[PATCH wayland] Add "enum" attribute to "arg" elements
Pekka Paalanen
ppaalanen at gmail.com
Mon Apr 20 00:03:31 PDT 2015
On Sun, 19 Apr 2015 12:51:50 +0000
Jeroen Bollen <jbinero at gmail.com> wrote:
> Hello,
>
> It seems like this discussion died off. Currently there is no way to tell,
> from the Wayland XML specification whether an argument is a bitfield, or
> whether the argument takes an enum and what enum this is.
Hi,
I'm starting to think that using the name "enum" may have been a minor
mistake. We are using it to define namespaced constants in the XML
files, similar to how you use #define in C with some naming conventions.
True, we use the enum type defitions to define these constants in C
rather than #defines. I'm not sure if that has any more rationale
behind it than it was convenient and allows debuggers to explain the
values when cast to the enum type.
Nothing guarantees, that an <enum> element strictly describes a complete
enumeration or even a bitfield. You can have entries which contain
several bits of a bitfield. You don't have to list all allowed
entries, and so on. You could even have an <enum> that lists only
special values and then say a set of other values are allowed, e.g.
list some negative specials and say all positive values are also
allowed. We have never excluded this kind of use, though I don't think
we use it in the core. It doesn't say anything about extensions not in
core, though.
Enumerations could be incomplete. For instance in the current
xdg-shell.xml proposal in Weston, xdg_surface.state definition says
that others are welcome to use other values from their own ranges.
Also, adding the strict type information to the XML spec has no benefit
for C, which is the de facto language for Wayland core developers.

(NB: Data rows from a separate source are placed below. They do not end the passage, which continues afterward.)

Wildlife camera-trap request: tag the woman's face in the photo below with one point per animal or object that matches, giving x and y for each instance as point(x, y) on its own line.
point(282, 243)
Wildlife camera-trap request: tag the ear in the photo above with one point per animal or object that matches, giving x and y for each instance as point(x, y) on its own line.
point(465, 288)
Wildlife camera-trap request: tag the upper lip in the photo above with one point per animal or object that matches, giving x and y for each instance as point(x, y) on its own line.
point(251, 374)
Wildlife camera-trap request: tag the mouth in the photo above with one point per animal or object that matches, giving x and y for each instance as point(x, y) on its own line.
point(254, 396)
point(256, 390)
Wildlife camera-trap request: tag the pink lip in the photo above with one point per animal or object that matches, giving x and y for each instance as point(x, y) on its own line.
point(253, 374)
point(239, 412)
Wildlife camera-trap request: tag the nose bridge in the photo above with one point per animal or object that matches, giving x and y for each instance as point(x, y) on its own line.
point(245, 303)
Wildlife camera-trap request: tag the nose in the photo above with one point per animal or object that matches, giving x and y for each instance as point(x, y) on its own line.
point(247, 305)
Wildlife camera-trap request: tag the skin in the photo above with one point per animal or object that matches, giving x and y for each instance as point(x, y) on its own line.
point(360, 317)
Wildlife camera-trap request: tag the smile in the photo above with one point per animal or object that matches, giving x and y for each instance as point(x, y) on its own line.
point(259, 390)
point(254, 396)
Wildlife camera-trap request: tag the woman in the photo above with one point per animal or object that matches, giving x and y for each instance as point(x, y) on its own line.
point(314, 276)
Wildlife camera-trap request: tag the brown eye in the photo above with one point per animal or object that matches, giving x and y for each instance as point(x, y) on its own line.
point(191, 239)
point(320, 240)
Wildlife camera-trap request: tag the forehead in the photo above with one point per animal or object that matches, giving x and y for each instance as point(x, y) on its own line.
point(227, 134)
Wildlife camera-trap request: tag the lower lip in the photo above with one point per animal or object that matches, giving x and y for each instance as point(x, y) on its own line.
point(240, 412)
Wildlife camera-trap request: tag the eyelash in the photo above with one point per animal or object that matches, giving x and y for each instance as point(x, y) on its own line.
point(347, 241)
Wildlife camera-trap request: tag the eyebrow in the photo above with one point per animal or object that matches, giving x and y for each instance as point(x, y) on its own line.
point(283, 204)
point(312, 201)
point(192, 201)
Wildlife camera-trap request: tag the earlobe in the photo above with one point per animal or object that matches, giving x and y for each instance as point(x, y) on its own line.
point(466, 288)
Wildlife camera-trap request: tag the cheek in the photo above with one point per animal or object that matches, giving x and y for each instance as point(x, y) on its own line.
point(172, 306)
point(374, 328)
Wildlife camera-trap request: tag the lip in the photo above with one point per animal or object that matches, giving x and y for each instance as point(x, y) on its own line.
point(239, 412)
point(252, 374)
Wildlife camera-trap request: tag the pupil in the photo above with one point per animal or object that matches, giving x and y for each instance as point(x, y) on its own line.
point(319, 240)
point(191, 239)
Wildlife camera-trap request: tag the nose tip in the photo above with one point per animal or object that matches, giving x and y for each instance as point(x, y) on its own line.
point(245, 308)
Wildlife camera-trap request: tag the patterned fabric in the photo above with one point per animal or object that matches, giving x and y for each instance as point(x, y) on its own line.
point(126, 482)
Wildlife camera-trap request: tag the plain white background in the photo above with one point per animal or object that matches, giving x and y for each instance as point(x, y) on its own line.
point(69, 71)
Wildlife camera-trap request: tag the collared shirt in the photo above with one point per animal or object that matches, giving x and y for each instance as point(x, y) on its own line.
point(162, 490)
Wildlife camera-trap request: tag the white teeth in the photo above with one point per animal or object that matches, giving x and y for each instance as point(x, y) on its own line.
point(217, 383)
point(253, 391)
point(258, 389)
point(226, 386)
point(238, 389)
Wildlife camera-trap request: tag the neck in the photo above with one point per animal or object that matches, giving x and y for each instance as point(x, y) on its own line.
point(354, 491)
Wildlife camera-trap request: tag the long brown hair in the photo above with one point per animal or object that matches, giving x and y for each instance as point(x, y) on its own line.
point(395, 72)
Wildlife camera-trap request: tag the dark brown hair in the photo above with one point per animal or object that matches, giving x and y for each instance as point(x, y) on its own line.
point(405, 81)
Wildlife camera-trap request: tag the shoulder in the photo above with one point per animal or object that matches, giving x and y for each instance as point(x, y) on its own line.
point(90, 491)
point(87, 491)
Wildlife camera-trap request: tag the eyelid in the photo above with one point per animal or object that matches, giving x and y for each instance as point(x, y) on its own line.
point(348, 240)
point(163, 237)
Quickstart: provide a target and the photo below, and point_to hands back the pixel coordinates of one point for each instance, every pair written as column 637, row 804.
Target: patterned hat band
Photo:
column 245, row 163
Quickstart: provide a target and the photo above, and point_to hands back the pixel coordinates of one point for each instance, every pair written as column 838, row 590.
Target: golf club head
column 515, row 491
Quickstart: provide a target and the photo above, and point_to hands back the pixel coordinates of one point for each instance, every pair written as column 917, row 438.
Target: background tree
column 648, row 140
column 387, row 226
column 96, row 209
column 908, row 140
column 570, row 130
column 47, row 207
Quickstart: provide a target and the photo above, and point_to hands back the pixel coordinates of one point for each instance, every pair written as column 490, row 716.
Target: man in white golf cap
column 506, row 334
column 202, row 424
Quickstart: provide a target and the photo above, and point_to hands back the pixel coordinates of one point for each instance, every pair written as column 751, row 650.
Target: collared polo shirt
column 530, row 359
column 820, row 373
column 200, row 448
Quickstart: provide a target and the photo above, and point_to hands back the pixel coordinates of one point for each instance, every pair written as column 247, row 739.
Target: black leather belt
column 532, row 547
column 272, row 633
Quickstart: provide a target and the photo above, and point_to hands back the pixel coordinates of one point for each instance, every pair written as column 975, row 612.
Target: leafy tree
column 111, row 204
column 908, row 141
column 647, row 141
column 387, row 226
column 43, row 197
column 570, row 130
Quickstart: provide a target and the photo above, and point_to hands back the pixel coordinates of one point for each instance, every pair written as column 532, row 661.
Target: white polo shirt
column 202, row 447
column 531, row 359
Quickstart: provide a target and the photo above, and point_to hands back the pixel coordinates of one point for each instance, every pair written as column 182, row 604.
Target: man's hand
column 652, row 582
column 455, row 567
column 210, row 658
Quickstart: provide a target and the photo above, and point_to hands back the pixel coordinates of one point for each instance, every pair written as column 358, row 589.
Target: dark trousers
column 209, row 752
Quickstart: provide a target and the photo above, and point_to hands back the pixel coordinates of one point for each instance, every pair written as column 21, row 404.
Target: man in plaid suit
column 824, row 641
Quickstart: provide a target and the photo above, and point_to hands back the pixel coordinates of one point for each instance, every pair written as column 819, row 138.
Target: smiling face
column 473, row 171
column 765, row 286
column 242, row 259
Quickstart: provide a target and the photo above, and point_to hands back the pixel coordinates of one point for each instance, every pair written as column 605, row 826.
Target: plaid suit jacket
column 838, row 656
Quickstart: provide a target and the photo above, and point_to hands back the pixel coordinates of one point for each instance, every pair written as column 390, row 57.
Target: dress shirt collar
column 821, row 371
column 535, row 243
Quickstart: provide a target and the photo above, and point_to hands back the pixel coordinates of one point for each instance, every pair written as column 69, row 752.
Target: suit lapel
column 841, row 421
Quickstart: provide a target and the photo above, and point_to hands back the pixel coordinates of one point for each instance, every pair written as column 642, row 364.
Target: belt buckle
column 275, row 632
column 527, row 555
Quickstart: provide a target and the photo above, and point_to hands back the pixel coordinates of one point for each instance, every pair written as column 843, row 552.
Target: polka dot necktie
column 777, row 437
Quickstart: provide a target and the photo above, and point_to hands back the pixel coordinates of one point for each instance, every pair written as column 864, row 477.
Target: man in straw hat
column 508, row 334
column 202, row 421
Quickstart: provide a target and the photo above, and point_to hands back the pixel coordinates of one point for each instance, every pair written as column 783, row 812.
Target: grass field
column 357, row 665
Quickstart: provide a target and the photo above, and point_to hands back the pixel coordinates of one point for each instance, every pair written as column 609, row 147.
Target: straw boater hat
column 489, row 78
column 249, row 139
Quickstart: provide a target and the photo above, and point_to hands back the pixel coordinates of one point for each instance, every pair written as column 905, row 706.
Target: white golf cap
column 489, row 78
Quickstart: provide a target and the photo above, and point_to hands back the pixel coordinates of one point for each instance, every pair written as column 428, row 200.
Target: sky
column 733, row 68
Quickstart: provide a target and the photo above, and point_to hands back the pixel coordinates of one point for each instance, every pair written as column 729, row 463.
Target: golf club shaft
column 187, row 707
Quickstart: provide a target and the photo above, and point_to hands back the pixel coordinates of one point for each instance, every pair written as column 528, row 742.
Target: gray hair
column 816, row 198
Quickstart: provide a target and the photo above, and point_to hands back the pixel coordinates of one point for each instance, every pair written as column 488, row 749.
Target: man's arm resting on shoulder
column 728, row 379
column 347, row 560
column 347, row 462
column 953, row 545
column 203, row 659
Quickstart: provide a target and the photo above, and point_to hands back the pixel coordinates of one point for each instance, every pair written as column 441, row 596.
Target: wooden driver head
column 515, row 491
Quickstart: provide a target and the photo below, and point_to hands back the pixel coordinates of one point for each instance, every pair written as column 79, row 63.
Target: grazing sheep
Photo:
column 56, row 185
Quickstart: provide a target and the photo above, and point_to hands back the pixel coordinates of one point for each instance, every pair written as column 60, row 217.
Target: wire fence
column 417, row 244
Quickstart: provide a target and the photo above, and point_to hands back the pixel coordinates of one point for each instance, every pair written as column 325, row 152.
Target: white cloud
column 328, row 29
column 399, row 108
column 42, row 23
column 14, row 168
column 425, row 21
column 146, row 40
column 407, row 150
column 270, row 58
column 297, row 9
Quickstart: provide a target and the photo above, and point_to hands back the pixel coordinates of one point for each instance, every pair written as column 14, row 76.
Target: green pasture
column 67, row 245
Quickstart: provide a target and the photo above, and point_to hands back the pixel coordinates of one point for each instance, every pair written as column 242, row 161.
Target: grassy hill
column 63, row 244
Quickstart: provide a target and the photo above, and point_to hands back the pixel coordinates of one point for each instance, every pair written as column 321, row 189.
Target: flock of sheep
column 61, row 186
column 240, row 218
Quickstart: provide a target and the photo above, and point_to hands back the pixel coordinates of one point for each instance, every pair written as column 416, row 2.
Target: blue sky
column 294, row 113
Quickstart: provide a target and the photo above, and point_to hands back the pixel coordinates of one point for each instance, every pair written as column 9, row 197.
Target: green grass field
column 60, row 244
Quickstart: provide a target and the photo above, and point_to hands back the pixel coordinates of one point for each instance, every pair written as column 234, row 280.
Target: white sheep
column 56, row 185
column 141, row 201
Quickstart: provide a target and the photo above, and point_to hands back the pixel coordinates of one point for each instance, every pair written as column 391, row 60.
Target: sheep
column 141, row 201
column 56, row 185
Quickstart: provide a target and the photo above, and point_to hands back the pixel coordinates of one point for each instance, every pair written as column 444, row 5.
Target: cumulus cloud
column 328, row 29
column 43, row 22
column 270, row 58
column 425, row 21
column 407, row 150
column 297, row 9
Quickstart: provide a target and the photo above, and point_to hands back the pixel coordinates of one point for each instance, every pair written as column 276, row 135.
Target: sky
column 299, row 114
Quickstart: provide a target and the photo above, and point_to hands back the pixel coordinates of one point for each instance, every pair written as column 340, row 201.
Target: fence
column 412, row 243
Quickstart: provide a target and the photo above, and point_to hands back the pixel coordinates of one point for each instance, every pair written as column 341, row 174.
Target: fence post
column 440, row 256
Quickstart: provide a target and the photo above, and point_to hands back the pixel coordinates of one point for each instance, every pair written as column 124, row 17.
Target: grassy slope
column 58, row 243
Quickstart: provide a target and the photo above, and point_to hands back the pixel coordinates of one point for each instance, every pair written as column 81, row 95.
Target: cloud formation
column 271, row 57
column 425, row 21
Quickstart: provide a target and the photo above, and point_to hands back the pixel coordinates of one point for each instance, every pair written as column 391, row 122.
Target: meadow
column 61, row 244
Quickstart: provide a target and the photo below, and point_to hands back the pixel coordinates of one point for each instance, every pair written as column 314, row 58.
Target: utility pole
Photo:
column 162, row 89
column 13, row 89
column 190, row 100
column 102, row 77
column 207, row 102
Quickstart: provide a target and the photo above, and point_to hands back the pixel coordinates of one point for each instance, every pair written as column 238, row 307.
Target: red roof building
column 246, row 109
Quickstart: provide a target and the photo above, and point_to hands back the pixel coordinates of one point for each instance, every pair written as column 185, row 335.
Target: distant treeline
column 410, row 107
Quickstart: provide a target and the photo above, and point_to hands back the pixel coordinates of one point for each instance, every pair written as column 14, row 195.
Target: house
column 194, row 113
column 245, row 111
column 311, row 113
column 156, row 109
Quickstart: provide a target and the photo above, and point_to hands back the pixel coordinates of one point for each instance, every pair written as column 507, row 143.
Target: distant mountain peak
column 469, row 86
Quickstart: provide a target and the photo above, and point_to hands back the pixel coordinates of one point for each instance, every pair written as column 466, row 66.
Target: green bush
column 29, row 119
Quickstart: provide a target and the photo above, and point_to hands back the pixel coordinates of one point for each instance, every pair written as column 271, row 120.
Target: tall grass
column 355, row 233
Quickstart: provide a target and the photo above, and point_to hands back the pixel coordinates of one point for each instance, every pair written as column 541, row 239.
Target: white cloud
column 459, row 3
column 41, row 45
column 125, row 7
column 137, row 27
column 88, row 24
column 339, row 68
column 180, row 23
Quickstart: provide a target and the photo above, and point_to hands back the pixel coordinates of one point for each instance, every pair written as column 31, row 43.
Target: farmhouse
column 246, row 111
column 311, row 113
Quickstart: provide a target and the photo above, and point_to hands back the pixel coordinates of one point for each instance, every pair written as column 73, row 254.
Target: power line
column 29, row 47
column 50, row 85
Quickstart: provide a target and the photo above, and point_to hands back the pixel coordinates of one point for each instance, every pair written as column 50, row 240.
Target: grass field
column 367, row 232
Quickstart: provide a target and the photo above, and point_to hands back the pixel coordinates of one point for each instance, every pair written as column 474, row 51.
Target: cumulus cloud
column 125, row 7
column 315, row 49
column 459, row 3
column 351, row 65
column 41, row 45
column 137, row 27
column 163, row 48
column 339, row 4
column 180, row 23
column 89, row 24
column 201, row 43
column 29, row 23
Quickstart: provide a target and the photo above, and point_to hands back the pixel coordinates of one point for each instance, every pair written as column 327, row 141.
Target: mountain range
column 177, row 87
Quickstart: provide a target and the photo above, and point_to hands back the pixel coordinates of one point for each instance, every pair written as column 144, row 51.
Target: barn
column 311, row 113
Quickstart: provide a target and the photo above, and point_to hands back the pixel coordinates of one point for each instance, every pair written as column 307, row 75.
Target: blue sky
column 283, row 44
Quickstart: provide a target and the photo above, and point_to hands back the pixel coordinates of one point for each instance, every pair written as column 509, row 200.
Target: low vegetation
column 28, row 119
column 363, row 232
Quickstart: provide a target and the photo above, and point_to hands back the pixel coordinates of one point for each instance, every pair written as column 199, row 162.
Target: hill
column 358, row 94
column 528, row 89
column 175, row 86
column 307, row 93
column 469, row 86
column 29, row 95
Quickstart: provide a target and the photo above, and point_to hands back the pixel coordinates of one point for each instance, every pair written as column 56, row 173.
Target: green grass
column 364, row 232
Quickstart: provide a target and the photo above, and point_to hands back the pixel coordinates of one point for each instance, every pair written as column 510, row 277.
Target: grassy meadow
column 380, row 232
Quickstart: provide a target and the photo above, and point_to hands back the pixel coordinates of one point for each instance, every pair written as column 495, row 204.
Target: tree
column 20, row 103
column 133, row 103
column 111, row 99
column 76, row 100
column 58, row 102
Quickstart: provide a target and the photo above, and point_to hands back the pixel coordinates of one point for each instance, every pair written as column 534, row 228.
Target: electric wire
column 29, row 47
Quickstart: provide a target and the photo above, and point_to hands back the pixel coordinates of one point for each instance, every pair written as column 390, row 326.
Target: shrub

A C
compiler also does not raise errors if you violate the rules. This and
all the above are the likely reasons why adding the strict type
information is not interesting, at least for me.
Making the enum rules more strict has a possibility to break existing
users, but to me it is unclear if the benefit would outweigh that
con or the freedom.
On the wire, an enum or bitfield is still just an uint (or int), and a
buggy client or server may cause the other to receive illegal values.
Do the strongly typed languages have checks against that? Can you
define what happens if the value is illegal for an enum? Or do you have
to write that check manually in any case?
So, the big question here is: do we even want to have strict enum types?
Just because some languages have them is not a reason enough to bring
them into the XML language, IMO. Answering that question would take
effort while it is easy to just ignore it seemingly without any harm.